# GE Monogram Convection Wall Oven



## iegang (Mar 19, 2013)

I recently purchased the single wall oven. The first one installed did not work at all. None of the controls would operate properly. When I would set the control to broil, I would get proof. If I tried to bake, I got nothing. After GE insisting on trying to fix it by replacing 4 parts, they finally came to the same conclusion - the oven did not work. They did replace it within a short period of time.

The second oven I received, appeared to work properly. I was able to bake a cheesecake, rum cake, noodle kogel and banana bread pudding without a problem - note all small pan items. When I tried to bake cookies, I discovered a design flaw. My cookie sheets took over almost the complete rack. Should be no problem, right? Not right. The first batch I tried baking on the "bake" setting. My cooking time was 17 minutes. When I went to pull out my cookies, the ones in the upper left corner were browned (beyond where they should be), but the other cookies were not even slightly browned. I had to remove the pan or have burnt cookies in the back. I tried another batch using "convection bake multi rack". The results were even worse. The cookies in the back on both sides were now burning, there was a little color on the outside edges of those on both sides of the oven and a touch along the outside edge of the cookies in the front,but the middle remained very undercooked.

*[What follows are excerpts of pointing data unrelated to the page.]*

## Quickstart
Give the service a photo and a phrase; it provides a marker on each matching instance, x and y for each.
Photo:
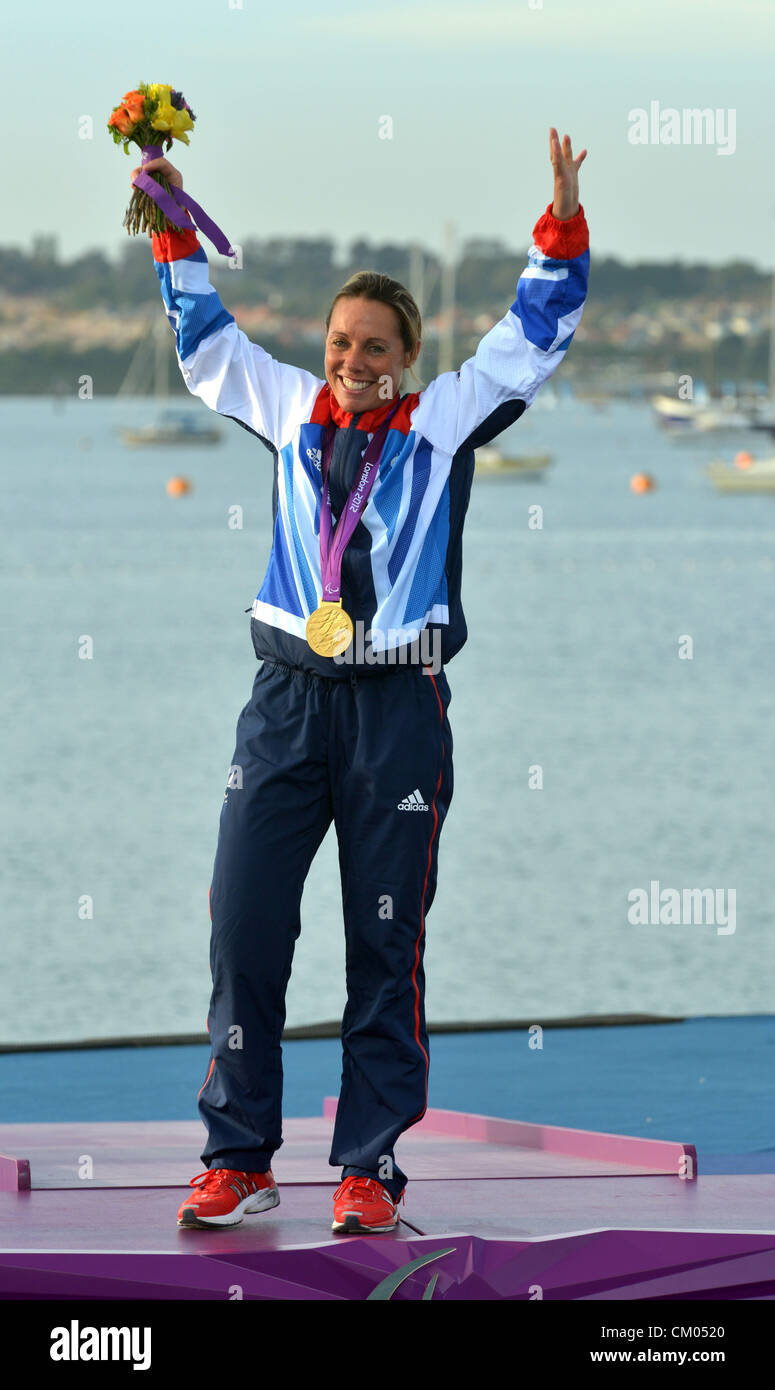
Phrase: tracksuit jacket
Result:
(363, 744)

The 1st GE tech replaced the broiler unit after noticing that the left side was brighter and on more than the rest of the unit and noting that the temperature was hotter in the back. I tried baking again after this change. The results were the same. The cookies in the back would burn while the ones in the middle were not done. Another tech and another confirmation that the back was hotter than the rest of the oven, this time it was determined that it was at least 25 degrees hotter. I figured out that the fan, which is located in the center of the back of the oven, was drawing the air in and then heated air was being pushed out two elongated vents on either side of it straight up the sides of the oven. This air is at least 25 degrees hotter than the set temperature. My other ovens do not shoot the air straight forward as this one does and I have no problem baking cookies or anything in a larger pan. I advised GE consumer relations about the problem and they say "the oven works as designed". They will not admit there is a problem or offer a solution other than to send out another repair company to come to the same conclusion. By the way, none of the techs or the consumer relations person cook very much and none baked.

My conclusion is - if you are a baker, do NOT buy this oven. If you never cook anything in a larger pan, then the oven may be very nice for you.

Does anyone have a recommendation for a 30" electric wall oven that is appropriate for baking?


----------



## mia8 (Jul 19, 2012)

Wow...thanks for your warning.  I am actually shopping for a double wall oven now for my home  

The Monogram was recommended--it has great features but...

I'm so sorry you had such an awful experience but truly appreciate the heads up.

Professional Chefs, or avid home bakers, what type of oven do you use at home and/or recommend

for durable, sustained daily use?

All guidance appreciated.


----------



## iegang (Mar 19, 2013)

I did finally get thru to the assistant to the chairman of GE and they are buying my oven back.  I am now at the point where I must get a new one and I believe that I will be looking very hard at the Wolf E-Series.  I have been told the L-Series is being discontinued, so that lets that one out of the running.  Is anyone out there using a Wolf and if so, pros and cons?


----------